Nick’s Beer Garden is back open. | Barry Brecheisen/Eater Chicago

The pandemic kept Nick’s Beer Garden closed until recently

“Peaches” has witnessed Nick’s Beer Garden’s entire 44-year-old history, from its origins in Lincoln Park to its current form in Wicker Park. Peaches is the name of a 110-year-old portrait of a woman that hangs on the wall of Nick’s, the 4 a.m. bar along Milwaukee Avenue. The portrait comes from Yugoslavia, and legend has it was owned by Nazi soldiers. A customer who frequented the bar in Lincoln Park — then known as Nick’s Tavern — nicknamed the picture back in the ‘80s.

The painting is a survivor — it sustained three bullets after a shooting in the early ‘80s at the bar. When owner Nick Novich lost his lease at the corner of Halsted and Armitage, he brought Peaches with him to his new space. Nick’s Beer Garden opened in 1994 before Milwaukee Avenue was called the Hipster Highway.

Peaches is dated 1911.

The bar’s now run by Spot On Group, the company that owns Clark Street Ale House and Electric Hotel in River North. And like Lincoln Park in the ‘90s, Wicker Park is going through a similar transformation with gentrification further transforming the area with more families moving in. The cope with those changes, after the state closed bars down in March 2020, Nick’s ownership began a remodeling project so the bar could survive the future.

After months of slumber, the bar reopened earlier this month. Besides giving the interior a healthy gloss, Nick’s will serve food — the back tiki bar has been replaced with a sandwich counter. Even Peaches got a cleaning. Nick’s GM Jeremy McDevitt took the painting to the Chicago Conservation Society where the group spent weeks restoring the painting to its original glory, removing stubborn smoke stains accumulated from the years when Chicago allowed cigarette smoking indoors. The bullet holes remain.

The sign is from Nick’s Uptown.

McDevitt said they hired out-of-work industry workers to do construction. The goal was to keep Nick’s feel intact. McDevitt bartended for 17 years at Burton Place in Old Town before going to culinary school. He says acclaimed chefs Paul Kahan and Brian Huston took him in and he served as the very first intern at the Publican in Fulton Market.

McDevitt wants to give the back room a Nick’s a retro diner feel. Eventually, this will be a place for late-night soft-serve ice cream and burgers. They’re waiting to install the kitchen hood. For now, the food will be simpler with a menu centering center on deli sandwiches. Also, the bar now has an improved 20-tap beer system. Nick’s is no longer just a shot and beer type spot. McDevitt sees changes in Wicker Park where he’ll be able to stock more craft selections like he does at Clark Street Ale House.
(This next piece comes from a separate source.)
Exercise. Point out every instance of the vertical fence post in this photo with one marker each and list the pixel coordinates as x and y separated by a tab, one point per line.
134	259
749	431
Before Nick’s arrival in Wicker Park, Dreamerz held court at 1516 N. Milwaukee Avenue. A haven for misfits who rebelled against the sports bar and grills that dominated the era, Dreamerz, a counter-culture punk rock bar, is representative of Wicker Park’s past. Recently McDevitt uncovered a keepsake from that bygone time and found Dreamerz’s original liquor license buried among a pile of artifacts at the bar. That license was hand signed by Chicago Mayor Harold Washington — this wasn’t a red stamp.

This may be a sign. Nick’s is known for the occasional Blues band and will continue to host music. But after finding the liquor license, McDevitt is open to new music genres.

“My sister was a big punk rock fan from the Dreamerz days,” McDevitt says.